Het mechanisme is welbekend bij fiscalisten en werd zelfs onderwezen aan de universiteit toen ik studeerde, wat helaas al enige tijd geleden is.
Dividenden ontvangen door een natuurlijk persoon zijn, zoals bekend, onderworpen aan de roerende voorheffing (30% in het algemeen). Om deze voorheffing te vermijden, richten de aandeelhouders natuurlijke personen van een operationele vennootschap dan een holding op waaraan zij hun aandelen van de operationele vennootschap verkopen en zo een in principe vrijgestelde interne meerwaarde realiseren.
De verkoopprijs wordt dan op een rekening-courant geboekt en wordt geleidelijk afgelost door de dividenden die belastingvrij aan de holding worden uitgekeerd (RDT-regime). Het geleidelijk vereffenen van de rekening-courant vormt in principe geen belastbaar inkomen en de aandeelhouders natuurlijke personen vermijden zo de roerende voorheffing op de dividenden.
De administratie is uiteraard niet blij met deze transacties en probeert vaak de zogenaamde "interne" meerwaarde op het moment van de verkoop van de aandelen te belasten.
In een zaak die leidde tot een recent arrest van het Hof van Beroep van Antwerpen van 17 oktober 2023 (RG 2022/AR/995, gepubliceerd op Taxwin), was het duidelijk te laat om dit te doen omdat de oprichting van de holding terugging tot december 2012 en de verkoop van de aandelen van de operationele vennootschap tot februari 2013. Echter, de controle betrof de inkomsten van het belastingjaar 2018.
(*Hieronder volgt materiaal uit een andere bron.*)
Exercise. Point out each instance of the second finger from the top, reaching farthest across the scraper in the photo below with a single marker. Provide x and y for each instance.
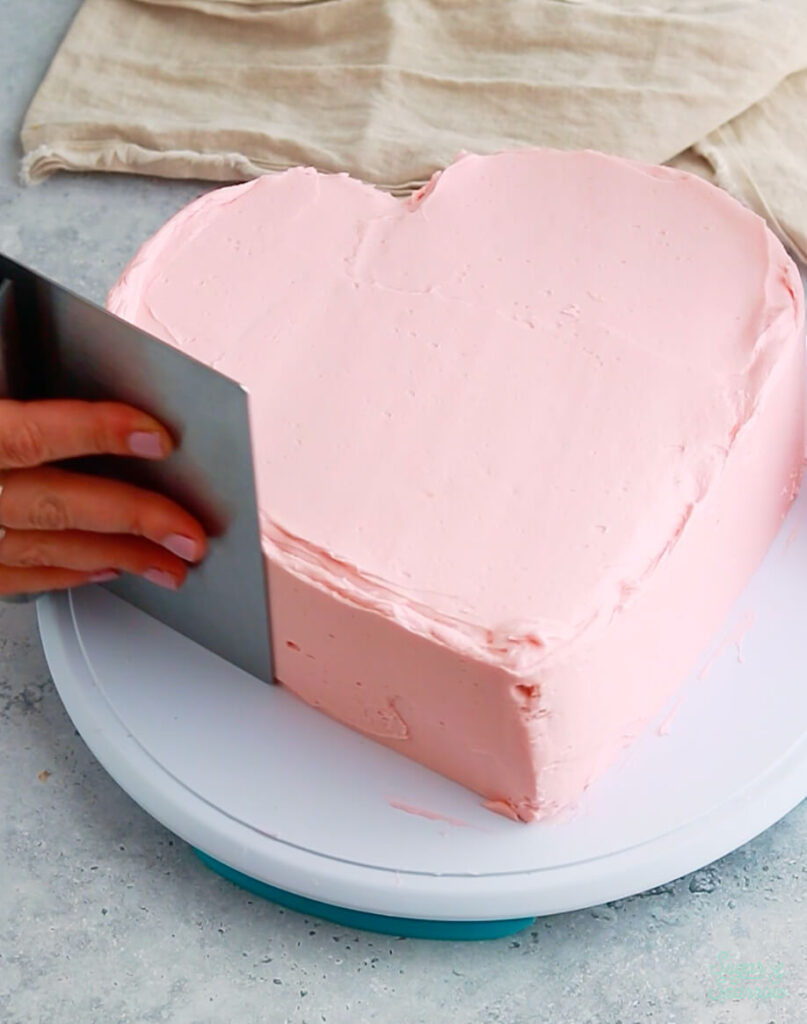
(55, 500)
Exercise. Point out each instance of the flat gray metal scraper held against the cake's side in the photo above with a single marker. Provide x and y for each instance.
(57, 346)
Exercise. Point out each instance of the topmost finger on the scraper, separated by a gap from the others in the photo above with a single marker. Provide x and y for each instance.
(36, 433)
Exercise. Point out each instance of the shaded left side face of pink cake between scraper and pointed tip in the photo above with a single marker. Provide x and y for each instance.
(454, 714)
De administratie veranderde toen van aanpak en beweerde dat de verkoop van de aandelen van de operationele vennootschap aan de holding en het geleidelijk vereffenen van de rekening-courant door middel van de door de holding ontvangen dividenden een geheel van juridische handelingen vormden die één en dezelfde transactie uitmaakten die een fiscaal misbruik vormde in de zin van artikel 344 § 1 CIR 92 (algemene anti-misbruikbepaling).
Het Hof van Beroep heeft de stelling van de administratie aanvaard en de terugbetalingen van rekening-courant uitgevoerd door de holding in 2017 gereclassificeerd als belastbare dividenden in hoofde van de aandeelhouders natuurlijke personen.
In zijn arrest was het Hof gevoelig voor het feit dat er geen andere reden dan het vermijden van de roerende voorheffing leek te zijn voor de oprichting van de holding en de verkoop van de aandelen van de operationele vennootschap. Het Hof stelde inderdaad vast dat nergens bleek dat de holding sinds 2012 enige economische activiteit had ontwikkeld, haar kapitaal aan derden had opengesteld, andere vennootschappen had overgenomen, enz.
Het is eigenlijk goed beoordeeld, zowel feitelijk als juridisch, en dus kan men nooit genoeg benadrukken het belang van het vermijden van transacties met een te duidelijk fiscaal doel en zonder enige economische rechtvaardiging.